Deep (Learning + Random) Forest and parsing articles

We continue to talk about the conference on statistics and machine learning AISTATS 2019. In this post we will discuss articles about deep models from tree ensembles, mix regularization for highly sparse data and time-effective approximation of cross-validation.

Deep Forest Algorithm: An Exploration to Non-NN Deep Models based on Non-Differentiable Modules

Zhi-Hua Zhou (Nanjing University)
→ Presentation
→ Article
Implementations - below

A professor from China spoke about the tree ensemble, which the authors call the first in-depth training on non-differentiable modules. This may seem too loud a statement, but this professor and his H-index 95 are invited speakers, this fact makes it possible to take the statement more seriously. The basic theory of Deep Forest has been developed a long time ago, the original article was already in 2017 (almost 200 citations), but the authors write libraries and improve the speed algorithm every year. And now, it seems, they have reached the level when this beautiful theory can finally be applied in practice.

General view of the Deep Forest architecture

Prerequisites

Deep models, which now mean deep neural networks, are used to capture complex dependencies in data. Moreover, it turned out that increasing the number of layers is more efficient than increasing the number of units on each layer. But neural networks have their disadvantages:

It takes a lot of data to not retrain,
It takes a lot of computing resources to learn in a reasonable time.
Too many hyperparameters that are difficult to configure optimally.

In addition, elements of deep neural networks are differentiable modules that are not necessarily effective for each task. Despite the complexity of neural networks, conceptually simple algorithms, like a random forest, often work better or not much worse. But for such algorithms you need to manually construct features, which is also difficult to do optimally.

Already, researchers have noticed that the ensembles at Kaggle: "very poverfull to do the practice", and inspired by the words of Scholl and Hinton about the fact that differentiation is the weakest side of Deep Learning, they decided to create an ensemble of trees with DL properties.

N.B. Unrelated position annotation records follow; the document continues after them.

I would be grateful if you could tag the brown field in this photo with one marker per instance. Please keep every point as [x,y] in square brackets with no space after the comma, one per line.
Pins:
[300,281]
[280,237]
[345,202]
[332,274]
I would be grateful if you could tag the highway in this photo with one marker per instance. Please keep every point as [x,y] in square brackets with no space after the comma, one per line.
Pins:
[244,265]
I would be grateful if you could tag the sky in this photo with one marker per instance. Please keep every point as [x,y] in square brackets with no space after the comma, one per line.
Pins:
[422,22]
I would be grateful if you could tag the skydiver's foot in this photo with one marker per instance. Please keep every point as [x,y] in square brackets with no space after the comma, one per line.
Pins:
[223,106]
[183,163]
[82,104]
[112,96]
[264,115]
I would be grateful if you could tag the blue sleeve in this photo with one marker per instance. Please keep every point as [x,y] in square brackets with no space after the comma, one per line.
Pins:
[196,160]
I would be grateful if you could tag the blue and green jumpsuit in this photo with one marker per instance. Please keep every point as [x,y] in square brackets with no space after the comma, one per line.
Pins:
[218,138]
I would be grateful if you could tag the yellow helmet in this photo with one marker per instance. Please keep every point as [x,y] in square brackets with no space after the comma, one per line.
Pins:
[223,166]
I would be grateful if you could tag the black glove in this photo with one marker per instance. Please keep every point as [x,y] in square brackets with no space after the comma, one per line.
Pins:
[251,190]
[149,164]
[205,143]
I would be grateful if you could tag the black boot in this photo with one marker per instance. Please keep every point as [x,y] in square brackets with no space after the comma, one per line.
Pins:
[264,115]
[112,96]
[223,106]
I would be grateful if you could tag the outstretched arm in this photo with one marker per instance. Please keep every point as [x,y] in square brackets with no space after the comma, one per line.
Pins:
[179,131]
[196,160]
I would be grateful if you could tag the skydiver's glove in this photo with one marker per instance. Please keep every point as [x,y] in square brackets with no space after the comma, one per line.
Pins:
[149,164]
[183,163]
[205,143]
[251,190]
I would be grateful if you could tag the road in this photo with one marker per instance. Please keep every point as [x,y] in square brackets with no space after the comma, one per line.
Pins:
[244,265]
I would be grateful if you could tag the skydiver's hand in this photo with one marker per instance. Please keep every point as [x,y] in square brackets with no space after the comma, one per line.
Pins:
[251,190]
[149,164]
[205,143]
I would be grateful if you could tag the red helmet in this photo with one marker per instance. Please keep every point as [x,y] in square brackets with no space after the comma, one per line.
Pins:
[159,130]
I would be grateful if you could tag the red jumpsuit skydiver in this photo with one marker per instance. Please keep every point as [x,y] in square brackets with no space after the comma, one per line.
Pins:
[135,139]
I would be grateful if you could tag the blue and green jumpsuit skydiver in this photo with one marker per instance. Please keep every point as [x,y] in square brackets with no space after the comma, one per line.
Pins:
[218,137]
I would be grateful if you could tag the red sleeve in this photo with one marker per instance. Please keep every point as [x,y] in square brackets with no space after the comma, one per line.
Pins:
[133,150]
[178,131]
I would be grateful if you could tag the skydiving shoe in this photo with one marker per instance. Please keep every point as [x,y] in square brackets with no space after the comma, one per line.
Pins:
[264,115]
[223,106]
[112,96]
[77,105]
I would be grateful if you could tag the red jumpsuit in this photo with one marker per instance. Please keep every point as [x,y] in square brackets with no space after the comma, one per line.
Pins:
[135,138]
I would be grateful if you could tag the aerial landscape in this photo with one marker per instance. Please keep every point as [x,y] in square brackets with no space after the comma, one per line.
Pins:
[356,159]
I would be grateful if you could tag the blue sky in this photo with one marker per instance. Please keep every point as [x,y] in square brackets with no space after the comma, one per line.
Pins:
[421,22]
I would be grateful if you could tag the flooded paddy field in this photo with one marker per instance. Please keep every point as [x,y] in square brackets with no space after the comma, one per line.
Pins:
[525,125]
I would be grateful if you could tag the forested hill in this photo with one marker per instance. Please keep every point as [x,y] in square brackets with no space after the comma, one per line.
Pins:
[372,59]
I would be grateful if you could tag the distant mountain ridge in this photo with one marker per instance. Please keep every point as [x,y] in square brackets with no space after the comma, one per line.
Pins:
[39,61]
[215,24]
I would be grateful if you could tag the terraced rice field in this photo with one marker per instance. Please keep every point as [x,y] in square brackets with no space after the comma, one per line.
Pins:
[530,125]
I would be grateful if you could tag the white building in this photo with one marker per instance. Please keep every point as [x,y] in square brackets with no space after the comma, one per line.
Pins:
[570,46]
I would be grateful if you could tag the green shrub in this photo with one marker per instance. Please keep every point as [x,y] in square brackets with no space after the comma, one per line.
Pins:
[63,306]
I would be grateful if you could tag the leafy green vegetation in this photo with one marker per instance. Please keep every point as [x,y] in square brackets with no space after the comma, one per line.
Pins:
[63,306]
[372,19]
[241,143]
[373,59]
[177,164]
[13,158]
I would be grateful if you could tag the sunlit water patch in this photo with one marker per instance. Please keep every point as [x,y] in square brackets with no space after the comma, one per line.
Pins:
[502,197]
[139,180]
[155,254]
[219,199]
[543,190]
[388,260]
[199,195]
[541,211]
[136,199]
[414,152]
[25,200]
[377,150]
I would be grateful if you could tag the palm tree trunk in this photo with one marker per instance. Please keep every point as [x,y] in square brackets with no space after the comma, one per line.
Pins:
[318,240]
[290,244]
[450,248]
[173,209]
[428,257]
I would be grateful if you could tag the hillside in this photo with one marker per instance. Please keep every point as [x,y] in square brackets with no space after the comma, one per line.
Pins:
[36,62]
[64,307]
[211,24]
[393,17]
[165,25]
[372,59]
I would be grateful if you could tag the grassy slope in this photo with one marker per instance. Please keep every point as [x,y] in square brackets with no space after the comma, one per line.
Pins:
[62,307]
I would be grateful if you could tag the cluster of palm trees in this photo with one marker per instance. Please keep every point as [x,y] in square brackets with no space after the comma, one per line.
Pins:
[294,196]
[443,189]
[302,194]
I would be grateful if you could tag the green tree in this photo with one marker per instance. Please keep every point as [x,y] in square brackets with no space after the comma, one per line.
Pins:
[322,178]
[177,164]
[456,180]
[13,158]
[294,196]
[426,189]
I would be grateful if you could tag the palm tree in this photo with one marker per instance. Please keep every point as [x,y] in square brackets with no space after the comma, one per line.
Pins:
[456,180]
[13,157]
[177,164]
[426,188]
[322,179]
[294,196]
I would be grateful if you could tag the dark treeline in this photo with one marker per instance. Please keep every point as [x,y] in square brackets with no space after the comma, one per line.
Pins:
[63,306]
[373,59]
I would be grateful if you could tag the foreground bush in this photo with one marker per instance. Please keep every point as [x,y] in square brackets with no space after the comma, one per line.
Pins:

Slide “How to make a good ensemble”

The architecture was derived from the properties of the ensembles: the elements of the ensembles should not be very poor in quality and different.

GcForest consists of two stages: Cascade Forest and Multi-Grained Scanning. Moreover, so that the cascade is not retrained, it consists of 2 types of trees - one of which is absolutely random trees that can be used on unpartitioned data. The number of layers is determined within the algorithm by cross-validation.

Two types of trees

results

In addition to the results on standard datasets, the authors tried to apply gcForest on transactions of the Chinese payment system for fraud searches and got F1 and AUC much higher than those of LR and DNN. These results are only in the presentation, but the code to run on some standard datasets is on Git.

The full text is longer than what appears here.